Nineteen-year-old newcomer Payton Cardella fronts Strollers Theatre’s current production of Simon Stephens’ stage adaptation of “Curious” (playing through May 25 at the Bartell Theatre) and he proves to be an excellent choice. Cardella has Asperger’s Syndrome, and while it’s clear he’s not just playing himself here — as director Kathleen Tissot has astutely noted, one case of autism is not at all like another — it’s equally clear the perspective he brings contributes to a convincing performance. Between the ways he scrupulously avoids eye contact when he speaks to others to the way he launches into meaningful monologues about math and metaphors, he sparks an easy fascination in the audience.

The actors portraying Christopher’s separated parents have as tricky a task as Cardella. Both roles feature people who’ve made horrible, selfish and damaging choices in the face of an overwhelming situation, trapping the audience in a hazy, no man’s land between feeling both sympathy and anger toward them. As Christopher’s salt-of-the-earth dad, Ed (Edric Johnson) adopts such a light touch that the impact of the play’s brief bursts of violence and revelation end up feeling dampened. The incidents are just things that happen and the action moves on.

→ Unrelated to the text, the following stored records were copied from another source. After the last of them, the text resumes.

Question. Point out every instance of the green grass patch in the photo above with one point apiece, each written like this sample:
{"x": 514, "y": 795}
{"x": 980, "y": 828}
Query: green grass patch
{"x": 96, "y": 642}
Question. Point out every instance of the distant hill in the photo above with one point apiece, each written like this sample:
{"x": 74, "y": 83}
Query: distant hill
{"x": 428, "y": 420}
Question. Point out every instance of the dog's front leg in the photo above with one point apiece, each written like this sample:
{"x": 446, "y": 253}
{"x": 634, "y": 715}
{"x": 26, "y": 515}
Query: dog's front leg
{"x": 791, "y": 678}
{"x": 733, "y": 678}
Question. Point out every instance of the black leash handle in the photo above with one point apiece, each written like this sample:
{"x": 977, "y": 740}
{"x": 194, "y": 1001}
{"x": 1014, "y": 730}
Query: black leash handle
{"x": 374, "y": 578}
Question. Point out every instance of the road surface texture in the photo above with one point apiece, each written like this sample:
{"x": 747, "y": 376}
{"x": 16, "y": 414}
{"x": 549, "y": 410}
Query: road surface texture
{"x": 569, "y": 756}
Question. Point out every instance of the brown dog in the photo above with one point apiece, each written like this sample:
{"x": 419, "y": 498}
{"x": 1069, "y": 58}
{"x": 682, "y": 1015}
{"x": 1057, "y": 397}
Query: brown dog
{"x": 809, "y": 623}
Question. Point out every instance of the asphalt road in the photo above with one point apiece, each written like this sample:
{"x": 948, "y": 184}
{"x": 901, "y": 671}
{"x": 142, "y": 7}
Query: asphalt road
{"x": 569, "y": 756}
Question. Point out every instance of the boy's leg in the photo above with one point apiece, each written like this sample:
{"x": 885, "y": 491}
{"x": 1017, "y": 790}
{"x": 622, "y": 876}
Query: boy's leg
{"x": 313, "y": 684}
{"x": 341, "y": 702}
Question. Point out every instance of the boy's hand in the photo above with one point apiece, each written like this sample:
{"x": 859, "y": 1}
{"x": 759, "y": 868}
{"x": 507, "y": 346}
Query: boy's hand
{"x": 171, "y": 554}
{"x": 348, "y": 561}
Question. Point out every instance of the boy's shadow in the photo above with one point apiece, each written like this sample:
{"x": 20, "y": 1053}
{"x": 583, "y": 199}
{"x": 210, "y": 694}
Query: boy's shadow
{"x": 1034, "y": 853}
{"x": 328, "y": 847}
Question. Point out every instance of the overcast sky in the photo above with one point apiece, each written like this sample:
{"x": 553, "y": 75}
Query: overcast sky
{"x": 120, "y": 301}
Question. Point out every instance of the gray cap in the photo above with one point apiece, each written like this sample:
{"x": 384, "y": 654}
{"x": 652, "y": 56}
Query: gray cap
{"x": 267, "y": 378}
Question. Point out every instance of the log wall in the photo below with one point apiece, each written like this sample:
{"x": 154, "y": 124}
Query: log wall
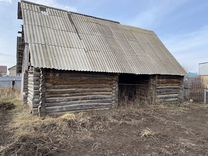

Carrie Sweet helps grounds things as Siobahn, Christopher’s school counselor, who drives the play’s many meta elements by reading aloud from the book Christopher’s written about his experiences — a book the school wants to convert into a play.

Erin S. Baal’s set — a towering wall of colored lightbox squares that loosely resemble the Tetris squares Christopher arranges on his computer in his spare time — is impressive and visually interesting. It has one unfortunate Achilles heel: Three of the panels are oversized dry-erase boards on which the ensemble actors scribble the location of each scene as it begins, a visual cue for the audience’s benefit. The trouble is, dry-erase markers are inherently awful things. Every time an actor tries to use one, what’s written quickly ends up too faint to read from a distance. Fortunately, the boards are also kind of superfluous — well, at least until the post-curtain call scene. The actors and the script give more than enough cues about who’s where and doing what.

Speaking of those actors, the ensemble (Judy Kimball, John Jajewski, Joshua K. Paffel, Megan Siebert, Sarah Edlund and Tom Amacher) do a good job speaking with British accents in their roles in Christopher’s quest to solve the mystery of the canine’s cause of death. They’re particularly effective when they’re asked to function as objects in Christopher’s perception of his physical world, like when they stand in for the shifting doors of a London Tube train, shuffling and leaning back and forth.

Haddon’s book and Stephen’s play remain beloved because they offer what feels like an honest and thoughtful look into a world most of us never experience and scarcely understand. Strollers’ production captures that vibe, and more than earns its triumphant ending.

Aaron R. Conklin pens “Stage Write,” his award-winning coverage of the Madison-area theater scene, for madisonmagazine.com.